Le Socialist Party (CIO-Irlande) avait défendu que la meilleure tactique était l’organisation d’une campagne de masse pour le non-paiement. Avec d’autres, notre parti a initié la Campaign Against Household and Water Taxes (CAHWT, campagne contre les taxes sur les propriétaires et sur l’eau). La CAHWT a tenu des meetings publics massivement suivis à travers tout le pays ces derniers mois et des sections locales de la campagne ont été construites dans chaque recoin du pays, jusque dans les villages les plus reculés ! De grandes manifestations ont aussi été organisées, dont une qui a réuni 15.000 personnes à l’occasion d’une conférence des partis au pouvoir. Un meeting à Dublin a rempli le stade national de boxe à tel point qu’il a fallu disposer des haut-parleurs sur le parking.

Combien de personnes ont refusé de payer cette taxe ?

La date limite était le 31 mars. A ce moment, un million de ménages n’avaient pas payé (sur les 2 millions de propriétaires de maison du pays), en dépit d’une offensive massive de la part des médias et de l’establishment politique. Le gouvernement a été jusqu’à menacer la population de grosses amendes et de convocations devant les tribunaux. Cela est extrêmement significatif et représente un des plus grands actes de désobéissance civile de l’histoire de la république irlandaise.

La population s’oppose clairement à cette taxe, mais les gens font-ils le lien entre cet impôt et les autres mesures d’austérité?

La CAHWT représente bien plus qu’une campagne contre une taxe injuste. Lors des quatre années précédentes, les travailleurs et leurs familles ont dû faire face à une austérité affolante, avec des coupes de salaires, des réductions de dépenses dans les services publics, un chômage de masse et des augmentations de taxes de toutes sortes, ce qui a entraîné une grande polarisation politique et une grande radicalisation. Un profond sentiment anti-establishment gagne toute la société. La colère est grande contre l’impact de l’austérité, mais aussi contre cette injustice véritablement brutale et contre les inégalités sociales. Les gens savent très bien que cette taxe est à considérer dans le cadre de la politique d’austérité qui vise à protéger les banquiers et les spéculateurs. Nombreux sont ceux qui considèrent la campagne contre cette taxe comme une bataille par procuration contre toutes les autres mesures d’austérité.

A la fin du mois de mai, il y aura un referendum en Irlande au sujet du traité fiscal européen. Comment cela va-t-il interagir avec la CAHWT ?
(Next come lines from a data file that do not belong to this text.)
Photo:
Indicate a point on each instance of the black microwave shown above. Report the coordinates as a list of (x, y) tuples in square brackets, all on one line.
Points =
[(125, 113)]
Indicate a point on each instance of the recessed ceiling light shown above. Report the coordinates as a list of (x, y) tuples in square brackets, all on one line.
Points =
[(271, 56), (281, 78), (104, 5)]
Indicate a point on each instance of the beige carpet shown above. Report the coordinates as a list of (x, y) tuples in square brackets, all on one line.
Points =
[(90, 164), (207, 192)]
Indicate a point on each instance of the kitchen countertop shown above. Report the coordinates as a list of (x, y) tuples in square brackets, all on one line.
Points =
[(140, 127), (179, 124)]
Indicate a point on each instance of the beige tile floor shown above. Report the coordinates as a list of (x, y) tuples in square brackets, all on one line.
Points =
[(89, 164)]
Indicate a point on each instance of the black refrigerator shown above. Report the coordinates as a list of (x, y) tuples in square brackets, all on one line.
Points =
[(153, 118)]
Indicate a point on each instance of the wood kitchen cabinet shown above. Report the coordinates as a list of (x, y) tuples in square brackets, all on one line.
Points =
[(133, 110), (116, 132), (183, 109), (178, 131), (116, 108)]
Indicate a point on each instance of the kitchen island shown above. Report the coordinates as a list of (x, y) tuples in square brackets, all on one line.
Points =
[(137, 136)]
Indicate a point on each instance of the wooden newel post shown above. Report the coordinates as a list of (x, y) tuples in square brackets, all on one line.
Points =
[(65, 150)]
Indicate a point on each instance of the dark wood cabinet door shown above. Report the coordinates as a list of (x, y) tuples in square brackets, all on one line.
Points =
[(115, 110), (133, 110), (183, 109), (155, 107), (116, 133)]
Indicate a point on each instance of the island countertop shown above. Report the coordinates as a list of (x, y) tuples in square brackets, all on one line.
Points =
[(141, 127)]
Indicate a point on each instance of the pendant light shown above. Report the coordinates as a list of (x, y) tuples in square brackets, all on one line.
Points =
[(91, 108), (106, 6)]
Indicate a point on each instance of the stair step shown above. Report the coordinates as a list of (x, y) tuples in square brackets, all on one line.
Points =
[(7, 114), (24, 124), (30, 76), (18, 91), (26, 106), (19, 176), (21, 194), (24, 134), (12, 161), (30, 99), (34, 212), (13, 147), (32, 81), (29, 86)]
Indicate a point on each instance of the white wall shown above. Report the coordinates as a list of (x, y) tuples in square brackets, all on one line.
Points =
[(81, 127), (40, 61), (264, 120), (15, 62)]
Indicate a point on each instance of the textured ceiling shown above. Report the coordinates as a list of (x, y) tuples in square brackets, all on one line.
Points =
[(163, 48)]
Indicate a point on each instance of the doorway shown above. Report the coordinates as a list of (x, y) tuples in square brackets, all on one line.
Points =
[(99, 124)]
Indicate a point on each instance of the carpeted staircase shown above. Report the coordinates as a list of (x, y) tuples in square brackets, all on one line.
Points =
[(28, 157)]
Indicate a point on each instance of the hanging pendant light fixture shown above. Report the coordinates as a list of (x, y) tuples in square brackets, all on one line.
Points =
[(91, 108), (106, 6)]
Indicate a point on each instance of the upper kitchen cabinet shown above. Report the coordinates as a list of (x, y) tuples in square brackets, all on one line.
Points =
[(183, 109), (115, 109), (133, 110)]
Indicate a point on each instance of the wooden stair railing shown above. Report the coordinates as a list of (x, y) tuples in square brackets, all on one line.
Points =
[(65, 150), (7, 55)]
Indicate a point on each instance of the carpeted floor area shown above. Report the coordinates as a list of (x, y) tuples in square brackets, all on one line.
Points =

Oui, le 31 mai, il y aura en Irlande un referendum sur ce qui est maintenant connu comme étant le ‘‘Traité d’Austérité’’. Ce traité vise à condamner chaque nouveau gouvernement à appliquer une politique d’austérité permanente. L’objectif de réduction de la dette prévu dans ce traité signifierait près de 6 milliards € supplémentaires de réduction budgétaire et d’augmentation de taxes, en plus du programme d’austérité de la troïka. Un ‘‘non’’ lors de ce referendum serait une gigantesque gifle au visage de la troïka et du gouvernement. Ce traité est maintenant discuté dans toutes les sections de la CAHWT et du Socialist Party, et nous invitons tous ceux qui se sont impliqués dans la campagne contre la taxe sur les ménages à militer pour le NON.

Au cours des mois à venir, le gouvernement va accroître ses menaces à l’encontre de tous ceux qui ont refusé de payer. Il est clair que la campagne n’a pas perdu de sa vigueur et continue d’instaurer une pression sur le gouvernement. Ce ne sera pas une bataille facile, car le gouvernement est également sous la pression de la troïka. Mais si la campagne garde sa force actuelle, nous pouvons vaincre. Une telle victoire serait une défaite majeure pour le gouvernement, la troïka et les politiques d’austérité et serait accueillie avec grand enthousiasme par tous les travailleurs d’Irlande, mais aussi de toute l’Europe.